Engineer Milomir Soja described at the trial of Ratko Mladic an unsuccessful attempt by the Bosnian Serb army to improve the electronic firing mechanism on modified air bombs launchers. As the prosecution alleges, the bombs were extremely inaccurate and caused civilian casualties in Sarajevo

Milomir Soja, witness at the Ratko Mladic trialMilomir Soja, witness at the Ratko Mladic trial

The last prosecution witness in the stand this week at the trial of Ratko Mladic was Milomir Soja, an electronics engineer. In 1995, Soja was doing his compulsory work service, and was involved in modifying the air bomb launchers. The bombs were used by the Bosnian Serb army. Soja had already testified at the trials of Radovan Karadzic and the former Sarajevo-Romanija Corps commander, Dragomir Milosevic.

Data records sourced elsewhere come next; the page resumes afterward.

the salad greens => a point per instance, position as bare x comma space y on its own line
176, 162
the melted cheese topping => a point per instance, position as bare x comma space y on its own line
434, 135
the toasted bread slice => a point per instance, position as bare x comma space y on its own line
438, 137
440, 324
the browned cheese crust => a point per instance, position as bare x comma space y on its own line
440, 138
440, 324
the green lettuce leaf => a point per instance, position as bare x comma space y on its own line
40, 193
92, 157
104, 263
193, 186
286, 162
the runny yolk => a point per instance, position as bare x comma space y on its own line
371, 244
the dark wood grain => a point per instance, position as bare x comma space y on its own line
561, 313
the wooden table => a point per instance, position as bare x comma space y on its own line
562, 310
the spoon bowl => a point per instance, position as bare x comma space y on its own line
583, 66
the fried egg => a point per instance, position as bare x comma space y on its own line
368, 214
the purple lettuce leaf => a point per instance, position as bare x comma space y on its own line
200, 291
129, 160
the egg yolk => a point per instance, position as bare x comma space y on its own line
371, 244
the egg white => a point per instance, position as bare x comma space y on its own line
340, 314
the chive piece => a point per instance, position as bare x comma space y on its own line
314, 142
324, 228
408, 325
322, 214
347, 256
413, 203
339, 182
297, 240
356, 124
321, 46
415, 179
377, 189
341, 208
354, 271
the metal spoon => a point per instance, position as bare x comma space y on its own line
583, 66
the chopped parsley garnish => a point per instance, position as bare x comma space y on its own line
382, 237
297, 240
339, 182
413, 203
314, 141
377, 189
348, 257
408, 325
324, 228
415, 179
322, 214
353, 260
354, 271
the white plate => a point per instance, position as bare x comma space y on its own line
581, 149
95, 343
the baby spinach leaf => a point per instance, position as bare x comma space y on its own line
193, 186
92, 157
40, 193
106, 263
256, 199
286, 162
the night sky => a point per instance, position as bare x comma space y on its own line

Today, his statement to the OTP investigators and parts of his testimony at the latter trial were admitted into evidence. Milosevic was sentenced to 29 years in prison, among other things, because he used air bombs to attack Sarajevo.

Prosecutor Hochhauser read out the summary of the witness’s statement. In the spring of 1995, Soja and another colleague were summoned to the Pretis factory in Vogosca to improve the electronic firing mechanism on the rockets attached to the air bombs. The new system turned out to be even less reliable than the previous one: an air bomb was fired on the refrigerating facility used by the BH Army in Stup. The bomb didn’t even reach the target. It exploded in flight over the territory under the VRS control, the witness recounted. Soon afterwards, the old, simpler firing mechanism was fitted on the rockets.

As Soja said, anti-hail rockets were fitted onto the 100 and 250-kg air bombs, and the bombs were then launched using a special electrical mechanism from specially designed launchers. As far as Soja knew, the launchers were placed in at least four locations in the city – in Ilidza, Ilijas, Vogosca and Blazuj.

When Mladic’s defense counsel Miodrag Stojanovic asked Soja if the air bomb launch systems had ever been tested before being put to use, Soja said he had heard that an air bomb had been fired on Mount Zuc as a test. Apart from the time when the air bomb missed the refrigerating facility in Stup, the witness was not aware of any other instances that would tell him how accurate or inaccurate the air bombs were. The prosecution has been arguing that they were highly inaccurate and that their use made the terror campaign against the citizens of Sarajevo even worse than the artillery and sniper attacks did.

As the witness said, in the summer of 1995 he heard the typical sound of air bombs flying and hitting a target five or six times. Also, Soja confirmed that the firing coincided with the period of intense combat between the BH Army and the VRS.

In a bid to absolve the accused of responsibility for the use of air bombs, the defense counsel asked the witness if he knew whether the VRS Main Staff was in any way ‘involved in selecting targets’ for modified bombs. The witness said he didn’t know anything about it. The Sarajevo-Romanija Corps which actually used the air bombs was directly subordinated to the Main Staff during the war in BH.

Ratko Mladic’s trial continues on Monday.